Saturday 23 April 2011

Kate Atkinson: Started Early, Took My Dog

I love Kate Atkinson’s novels - it’s not often that you get good prose writing and intricate characterisation in a thriller. Usually they’re plot-driven. But in hers you know you’re in for a feast of good writing as well as an interesting plot.
Started Early,  Took My Dog  is another novel in the sequence of her Jackson Brodie books and this time he’s on the trail of an adopted child’s birth family. Jackson witnesses a small dog being beaten in a park and snatches it from its owner. On the same day a retired police officer, now working as a security guard at a shopping mall, impulsively acquires an abused and neglected child at a bus stop. Add into the mix an elderly actress featuring in a northern soap who is in the early stages of dementia, stir thoroughly and allow to settle. The result is fascinating and unpredictable. It involves the solution of a 30 year old crime, several corrupt police officers, an incompetent social worker and three women desperate to have a child.
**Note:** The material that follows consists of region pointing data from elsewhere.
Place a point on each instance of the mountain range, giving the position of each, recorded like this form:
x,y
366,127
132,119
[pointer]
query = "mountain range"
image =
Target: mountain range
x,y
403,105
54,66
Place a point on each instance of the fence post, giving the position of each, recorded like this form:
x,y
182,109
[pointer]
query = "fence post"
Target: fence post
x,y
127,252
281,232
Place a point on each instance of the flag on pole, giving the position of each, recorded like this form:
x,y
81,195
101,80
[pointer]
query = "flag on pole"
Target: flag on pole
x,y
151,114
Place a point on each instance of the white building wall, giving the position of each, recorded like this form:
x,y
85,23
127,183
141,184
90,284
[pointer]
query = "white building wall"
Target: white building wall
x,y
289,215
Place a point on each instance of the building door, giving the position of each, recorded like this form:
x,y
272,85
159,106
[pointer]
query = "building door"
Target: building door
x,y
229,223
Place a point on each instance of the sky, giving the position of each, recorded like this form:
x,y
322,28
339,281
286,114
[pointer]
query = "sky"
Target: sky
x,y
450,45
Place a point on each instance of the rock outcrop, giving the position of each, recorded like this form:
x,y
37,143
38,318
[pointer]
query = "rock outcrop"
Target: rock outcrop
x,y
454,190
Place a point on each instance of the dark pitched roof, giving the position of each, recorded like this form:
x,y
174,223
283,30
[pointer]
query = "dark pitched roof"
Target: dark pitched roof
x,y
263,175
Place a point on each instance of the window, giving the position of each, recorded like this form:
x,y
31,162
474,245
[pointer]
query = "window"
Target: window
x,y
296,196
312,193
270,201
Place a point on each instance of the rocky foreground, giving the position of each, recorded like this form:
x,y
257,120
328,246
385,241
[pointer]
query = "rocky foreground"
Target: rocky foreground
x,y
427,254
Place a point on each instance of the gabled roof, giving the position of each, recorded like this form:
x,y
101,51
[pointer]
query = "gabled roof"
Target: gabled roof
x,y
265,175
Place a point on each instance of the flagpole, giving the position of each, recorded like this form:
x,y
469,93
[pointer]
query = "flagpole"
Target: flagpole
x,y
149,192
To say any more would be a spoiler!

Saturday 9 April 2011

Hilary Mantel: Wolf Hall

I owned this book for a year before I managed to find the time to read it and I've spent a month or so thinking about it afterwards.  I still can't make up my mind about it.  The whole, vast book is a magnificent wallow in history - Hilary Mantel gives you such a rich authenticity - the smell of it, the feel of the fabrics, the taste of the food and a glimpse of the almost casual brutality of the age.   It was slow to get into, but once in I kept on reading.  She's a fantastically skilfull writer.   Yet, at the end, I felt  (ever so slightly) dissatisfied.  Did I expect too much?  My only reservation was that I didn't quite believe the character of Thomas Cromwell - the loving husband and father (his affection beautifully evoked) somehow didn't fit credibly with a man who was widely feared by his friends and associates, a devious manipulator, ambitious entrepreneur, Henry VIII''s hitman and Mr Fixit, but apparently with a heart of gold.  It was as though the novelist liked him too much to give him the shades of darkness he needed for the plot to work.  In Tudor times, you didn't get from being a butcher's son on the wrong side of the social divide to being the Earl of Essex without getting your hands dirty.
Some people have found the structure difficult, but I didn't mind the time shifts - I felt I could trust the novelist to lead me through the story in an interesting way.   It was Thomas Cromwell himself who eluded me.  And the whole novel reads curiously like the prelude to something - Wolf Hall is still outside the narrative frame, a visit planned to fill an inconvenient gap in the king's summer progress.   It is all just about to happen.  I will have to wait for the sequel!